El PSOE ha pedido investigar si las administraciones han recomendado a las familias que matriculasen a sus hijos en otros centros, contribuyendo así a la pérdida de alumnado. La falta de explicaciones oficiales y la confusión en las decisiones dejan a las familias sin claridad sobre qué ha pasado realmente con la enseñanza en su barrio.
Esta incertidumbre afecta directamente a los vecinos, que ven cómo su colegio, un lugar clave para la comunidad, puede desaparecer sin una razón clara. La escuela no solo es un espacio educativo, también un punto de encuentro para vecinos y niños, que ahora se sienten desprotegidos y preocupados por el futuro de su barrio.
Si no se aclara quién recomendó qué, y por qué no se han tomado medidas para evitar el cierre, muchas familias se verán obligadas a buscar otras opciones, desplazándose más lejos o renunciando a la escolarización en su entorno. Esto puede tener un impacto en la vida diaria, en el transporte y en la comunidad local.
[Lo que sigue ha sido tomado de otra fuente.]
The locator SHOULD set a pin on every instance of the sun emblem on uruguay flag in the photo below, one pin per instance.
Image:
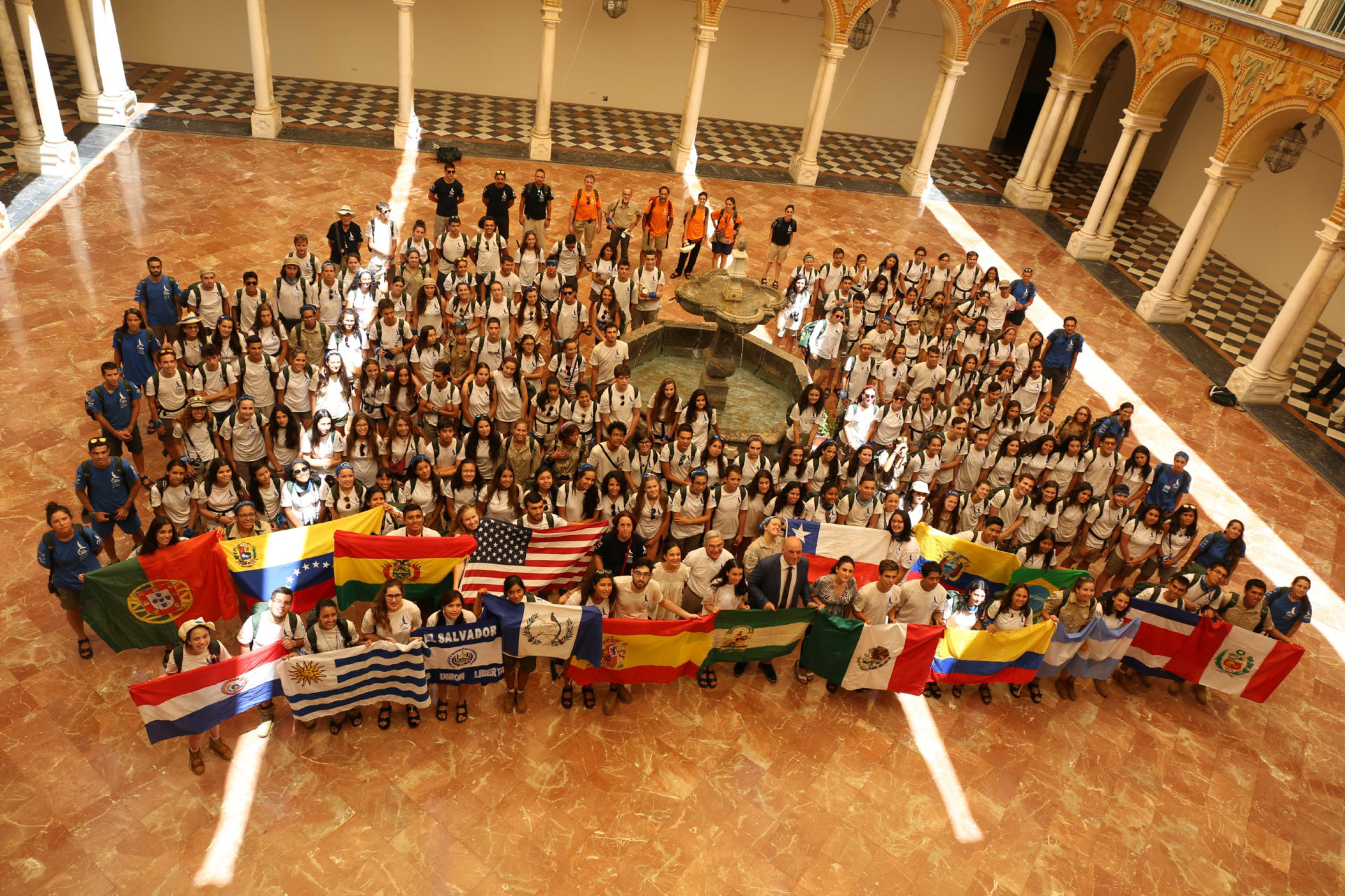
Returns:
(160, 600)
(403, 571)
(614, 653)
(1235, 662)
(307, 673)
Lo que deben hacer ahora las autoridades es dar una explicación completa, transparente y rápida. Los afectados, por su parte, tienen que exigir respuestas y buscar alternativas para que su barrio no pierda su colegio, que es mucho más que un edificio: es parte del corazón de su comunidad.
El futuro del colegio de Alvarado está en juego, pero también la confianza de la gente en sus administraciones. Es hora de actuar, de escuchar a las familias y de defender lo que es de todos.